Take Back The Polaroid Press

Take back tweet

I showed little discretion about my plan for Montreal: write Notes Towards A Short Film About Flying, a fractured love story about escape told in the unfinished parts and notes of a screenplay. Formally it was bang on, a lovely little mixture of straight prose and script, leaving room for improvisation and a mess of ideas. The problem was the content just wilted, vapor thin as it was. It took the work of an afternoon to see that the medium and the message just didn’t gel.

I thought about the time I’ve got open to me here, and besides realising I can really blitz through threesixfivestart it occurred to me that I’ve never really gone through my last project, The Polaroid Press, either to tidy it up for the purposes of a permanent archive or to just think about what works and what doesn’t.

It’s been six months since I finished Her Wilderness And Waves, the final Pressing of the project. There are words and phrases in those stories that even now I cringe at, but many many more I’m stunned actually came from me. New favourites have billowed up, Nostalgia & Before The Dawn Heals Us in particular spring to mind, and in going back through it all I’m starting to learn the things I am better at, and the moments of distance I need in a text for it to really sing.

Another surprise was appreciating just how small the pieces of myself and the people I know in there are. When I talk about The Polaroid Press I often risk making it sound like a diary project, but it’s really a body of fiction. I’d be wary of anyone taking an idea of me from it, not least because I hide myself a lot better than I hide my impressions of others.

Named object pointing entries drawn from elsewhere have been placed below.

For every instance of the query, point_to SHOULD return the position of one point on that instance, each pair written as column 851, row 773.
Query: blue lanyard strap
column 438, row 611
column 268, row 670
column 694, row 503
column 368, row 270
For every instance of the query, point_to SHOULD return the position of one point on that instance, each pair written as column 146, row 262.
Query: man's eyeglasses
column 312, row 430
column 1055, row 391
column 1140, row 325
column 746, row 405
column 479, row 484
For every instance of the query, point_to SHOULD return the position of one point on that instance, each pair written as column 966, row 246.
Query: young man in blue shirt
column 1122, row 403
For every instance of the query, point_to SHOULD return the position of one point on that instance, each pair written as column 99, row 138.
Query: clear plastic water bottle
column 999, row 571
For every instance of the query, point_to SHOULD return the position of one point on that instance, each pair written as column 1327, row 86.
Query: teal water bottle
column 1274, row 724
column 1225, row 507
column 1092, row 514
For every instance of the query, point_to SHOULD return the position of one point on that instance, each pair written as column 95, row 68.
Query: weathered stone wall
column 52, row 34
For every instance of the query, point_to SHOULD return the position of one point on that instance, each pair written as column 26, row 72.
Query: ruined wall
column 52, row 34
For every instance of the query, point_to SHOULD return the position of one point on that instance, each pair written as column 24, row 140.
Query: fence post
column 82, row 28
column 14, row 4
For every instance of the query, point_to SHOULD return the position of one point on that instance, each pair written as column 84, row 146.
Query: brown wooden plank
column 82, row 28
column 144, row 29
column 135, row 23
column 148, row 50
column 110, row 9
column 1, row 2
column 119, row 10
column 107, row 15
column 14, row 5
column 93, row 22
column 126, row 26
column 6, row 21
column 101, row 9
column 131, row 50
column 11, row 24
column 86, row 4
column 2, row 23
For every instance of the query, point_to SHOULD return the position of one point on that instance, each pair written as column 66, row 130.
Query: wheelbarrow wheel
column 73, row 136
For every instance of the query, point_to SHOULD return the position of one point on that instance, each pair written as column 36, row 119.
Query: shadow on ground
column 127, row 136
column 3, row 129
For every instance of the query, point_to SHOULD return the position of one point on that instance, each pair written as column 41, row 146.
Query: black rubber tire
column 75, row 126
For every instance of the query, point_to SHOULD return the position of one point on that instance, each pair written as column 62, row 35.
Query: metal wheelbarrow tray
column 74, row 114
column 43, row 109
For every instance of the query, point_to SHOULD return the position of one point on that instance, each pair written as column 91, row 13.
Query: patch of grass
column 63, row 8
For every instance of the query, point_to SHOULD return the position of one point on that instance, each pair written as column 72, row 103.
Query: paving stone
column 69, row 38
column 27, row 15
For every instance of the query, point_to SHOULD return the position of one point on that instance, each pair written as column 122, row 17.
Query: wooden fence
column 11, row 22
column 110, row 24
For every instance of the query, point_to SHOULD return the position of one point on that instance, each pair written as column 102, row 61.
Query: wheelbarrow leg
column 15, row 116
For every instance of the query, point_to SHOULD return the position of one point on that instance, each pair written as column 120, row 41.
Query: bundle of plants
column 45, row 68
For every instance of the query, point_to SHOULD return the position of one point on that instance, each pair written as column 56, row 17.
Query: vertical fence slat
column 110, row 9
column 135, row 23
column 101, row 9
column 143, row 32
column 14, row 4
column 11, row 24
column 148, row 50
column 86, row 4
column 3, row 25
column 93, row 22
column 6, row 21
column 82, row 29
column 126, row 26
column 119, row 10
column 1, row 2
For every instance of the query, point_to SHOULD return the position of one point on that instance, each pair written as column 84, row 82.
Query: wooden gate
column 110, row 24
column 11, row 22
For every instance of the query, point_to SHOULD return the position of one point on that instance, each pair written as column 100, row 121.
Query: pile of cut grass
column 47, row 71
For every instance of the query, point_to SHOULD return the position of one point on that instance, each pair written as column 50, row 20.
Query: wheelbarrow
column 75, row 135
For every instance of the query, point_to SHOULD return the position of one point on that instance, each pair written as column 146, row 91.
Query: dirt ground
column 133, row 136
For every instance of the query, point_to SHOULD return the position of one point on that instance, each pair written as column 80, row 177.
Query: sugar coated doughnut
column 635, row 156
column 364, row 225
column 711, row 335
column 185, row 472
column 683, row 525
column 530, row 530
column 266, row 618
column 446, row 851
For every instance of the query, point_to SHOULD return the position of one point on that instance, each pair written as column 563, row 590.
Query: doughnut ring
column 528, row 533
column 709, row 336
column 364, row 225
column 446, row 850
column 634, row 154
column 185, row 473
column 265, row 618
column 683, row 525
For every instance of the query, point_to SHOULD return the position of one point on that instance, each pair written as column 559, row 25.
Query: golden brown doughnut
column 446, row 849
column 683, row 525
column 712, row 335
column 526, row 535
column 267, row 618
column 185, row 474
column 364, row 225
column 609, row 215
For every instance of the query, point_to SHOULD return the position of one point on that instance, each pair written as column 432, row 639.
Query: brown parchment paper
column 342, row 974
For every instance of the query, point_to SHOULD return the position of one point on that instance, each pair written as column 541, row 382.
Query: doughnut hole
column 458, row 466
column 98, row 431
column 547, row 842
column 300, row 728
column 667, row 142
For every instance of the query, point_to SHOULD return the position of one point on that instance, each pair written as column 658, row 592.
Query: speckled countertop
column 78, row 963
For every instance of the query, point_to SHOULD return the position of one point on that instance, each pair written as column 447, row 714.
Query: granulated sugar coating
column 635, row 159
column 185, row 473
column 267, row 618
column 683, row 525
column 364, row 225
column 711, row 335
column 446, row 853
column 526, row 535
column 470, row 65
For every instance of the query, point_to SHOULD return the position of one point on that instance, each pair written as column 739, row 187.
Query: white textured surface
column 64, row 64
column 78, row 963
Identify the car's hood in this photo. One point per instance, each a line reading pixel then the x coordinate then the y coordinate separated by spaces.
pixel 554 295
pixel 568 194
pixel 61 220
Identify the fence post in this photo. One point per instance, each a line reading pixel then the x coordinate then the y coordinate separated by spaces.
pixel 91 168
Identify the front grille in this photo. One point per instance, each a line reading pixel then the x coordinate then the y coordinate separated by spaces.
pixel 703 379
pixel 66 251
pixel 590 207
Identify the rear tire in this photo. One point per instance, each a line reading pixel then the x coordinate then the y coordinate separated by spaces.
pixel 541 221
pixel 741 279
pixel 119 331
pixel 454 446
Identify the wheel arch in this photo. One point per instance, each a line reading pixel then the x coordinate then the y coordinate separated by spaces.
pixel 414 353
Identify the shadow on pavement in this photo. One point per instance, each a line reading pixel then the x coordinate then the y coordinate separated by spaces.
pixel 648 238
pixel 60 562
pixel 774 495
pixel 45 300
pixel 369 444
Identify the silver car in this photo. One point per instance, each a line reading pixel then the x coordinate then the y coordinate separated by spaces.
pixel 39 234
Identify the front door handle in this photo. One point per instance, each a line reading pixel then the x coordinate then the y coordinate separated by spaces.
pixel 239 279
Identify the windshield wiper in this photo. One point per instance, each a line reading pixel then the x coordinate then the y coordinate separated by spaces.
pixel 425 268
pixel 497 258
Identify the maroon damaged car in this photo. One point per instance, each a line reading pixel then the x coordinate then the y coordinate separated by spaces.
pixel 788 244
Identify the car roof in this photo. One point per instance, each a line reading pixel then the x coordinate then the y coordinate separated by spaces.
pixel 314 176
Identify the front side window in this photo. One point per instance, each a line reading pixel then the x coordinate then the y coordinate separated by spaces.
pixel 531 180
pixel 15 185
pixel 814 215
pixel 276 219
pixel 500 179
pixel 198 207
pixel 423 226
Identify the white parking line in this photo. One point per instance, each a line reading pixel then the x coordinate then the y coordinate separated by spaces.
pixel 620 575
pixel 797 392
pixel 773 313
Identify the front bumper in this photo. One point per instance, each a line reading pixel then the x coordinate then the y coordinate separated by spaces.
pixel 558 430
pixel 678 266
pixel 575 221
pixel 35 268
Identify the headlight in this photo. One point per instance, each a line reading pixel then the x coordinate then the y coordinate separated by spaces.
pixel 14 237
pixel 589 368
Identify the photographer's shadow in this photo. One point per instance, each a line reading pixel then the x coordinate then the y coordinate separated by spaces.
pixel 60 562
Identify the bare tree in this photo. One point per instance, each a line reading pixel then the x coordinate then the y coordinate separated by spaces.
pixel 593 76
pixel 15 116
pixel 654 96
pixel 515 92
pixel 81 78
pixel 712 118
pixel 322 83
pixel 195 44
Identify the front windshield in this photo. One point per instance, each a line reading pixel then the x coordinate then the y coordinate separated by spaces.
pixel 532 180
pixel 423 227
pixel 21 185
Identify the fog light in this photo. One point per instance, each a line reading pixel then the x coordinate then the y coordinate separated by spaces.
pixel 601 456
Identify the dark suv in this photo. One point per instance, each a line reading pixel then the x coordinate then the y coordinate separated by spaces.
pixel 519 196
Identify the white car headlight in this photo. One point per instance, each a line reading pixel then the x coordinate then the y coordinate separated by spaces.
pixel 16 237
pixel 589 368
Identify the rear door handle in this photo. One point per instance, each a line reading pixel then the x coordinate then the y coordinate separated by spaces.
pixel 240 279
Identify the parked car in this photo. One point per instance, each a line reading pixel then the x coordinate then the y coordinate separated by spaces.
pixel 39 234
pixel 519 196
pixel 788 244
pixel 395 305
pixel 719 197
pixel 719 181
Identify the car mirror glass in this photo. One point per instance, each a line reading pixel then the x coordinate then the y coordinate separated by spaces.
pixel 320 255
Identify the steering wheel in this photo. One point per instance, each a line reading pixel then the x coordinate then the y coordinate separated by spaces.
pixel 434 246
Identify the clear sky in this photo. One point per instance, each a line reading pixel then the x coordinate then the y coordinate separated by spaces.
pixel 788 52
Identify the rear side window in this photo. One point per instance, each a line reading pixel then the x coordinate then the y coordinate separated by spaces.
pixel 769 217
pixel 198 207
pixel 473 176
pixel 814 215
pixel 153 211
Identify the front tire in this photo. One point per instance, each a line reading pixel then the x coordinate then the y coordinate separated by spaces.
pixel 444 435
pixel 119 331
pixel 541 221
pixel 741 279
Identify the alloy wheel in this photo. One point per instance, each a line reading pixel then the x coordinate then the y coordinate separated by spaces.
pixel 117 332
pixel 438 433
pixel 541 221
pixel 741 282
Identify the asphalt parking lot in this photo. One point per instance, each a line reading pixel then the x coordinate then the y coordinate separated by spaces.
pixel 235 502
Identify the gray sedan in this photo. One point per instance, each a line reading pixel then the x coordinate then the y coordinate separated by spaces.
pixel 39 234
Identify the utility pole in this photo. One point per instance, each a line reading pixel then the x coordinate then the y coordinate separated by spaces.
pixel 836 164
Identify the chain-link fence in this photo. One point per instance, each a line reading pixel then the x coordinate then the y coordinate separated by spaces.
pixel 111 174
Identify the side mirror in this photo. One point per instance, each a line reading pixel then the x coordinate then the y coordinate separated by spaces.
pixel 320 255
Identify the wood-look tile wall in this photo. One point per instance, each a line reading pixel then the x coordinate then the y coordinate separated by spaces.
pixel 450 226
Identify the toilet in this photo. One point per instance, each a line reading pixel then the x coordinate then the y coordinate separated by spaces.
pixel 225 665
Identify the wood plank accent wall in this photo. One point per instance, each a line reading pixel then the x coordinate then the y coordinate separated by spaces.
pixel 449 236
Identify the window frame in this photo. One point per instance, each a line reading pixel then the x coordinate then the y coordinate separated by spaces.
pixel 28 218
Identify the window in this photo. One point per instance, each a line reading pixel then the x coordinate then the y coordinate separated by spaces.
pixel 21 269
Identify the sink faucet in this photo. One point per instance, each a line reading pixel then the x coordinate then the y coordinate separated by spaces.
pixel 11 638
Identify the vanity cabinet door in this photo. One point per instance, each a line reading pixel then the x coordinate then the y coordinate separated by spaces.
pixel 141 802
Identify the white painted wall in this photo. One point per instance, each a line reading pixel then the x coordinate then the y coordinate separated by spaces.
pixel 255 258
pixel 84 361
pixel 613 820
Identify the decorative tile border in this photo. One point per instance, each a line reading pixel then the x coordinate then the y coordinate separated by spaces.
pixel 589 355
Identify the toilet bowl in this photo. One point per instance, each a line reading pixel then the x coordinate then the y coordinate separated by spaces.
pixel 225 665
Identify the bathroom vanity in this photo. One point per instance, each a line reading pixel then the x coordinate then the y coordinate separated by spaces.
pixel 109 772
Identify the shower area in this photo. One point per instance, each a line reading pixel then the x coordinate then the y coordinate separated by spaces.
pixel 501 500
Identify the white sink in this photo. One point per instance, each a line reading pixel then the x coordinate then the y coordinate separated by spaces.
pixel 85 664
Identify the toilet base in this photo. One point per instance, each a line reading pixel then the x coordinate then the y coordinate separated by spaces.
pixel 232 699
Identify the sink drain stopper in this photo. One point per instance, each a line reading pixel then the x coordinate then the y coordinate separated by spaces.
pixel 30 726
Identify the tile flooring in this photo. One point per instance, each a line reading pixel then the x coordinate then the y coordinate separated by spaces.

The big realisation is that, as a complete project, The Polaroid Press means too much to me to restart it. From the stab in the dark moments it started with to the very complete final entry it actually works, and I’m very proud of it. As a format I have no doubt I’ll use it again – Liz Greenfield has received one in the post about a photo from Team Comics trip to Stockholm, and My Sentimental Melody, my first contribution to Julia Scheele’s How Fucking Romantic, already demonstrate that – but they won’t be Pressings, just stories in the shape of The Polaroid Press.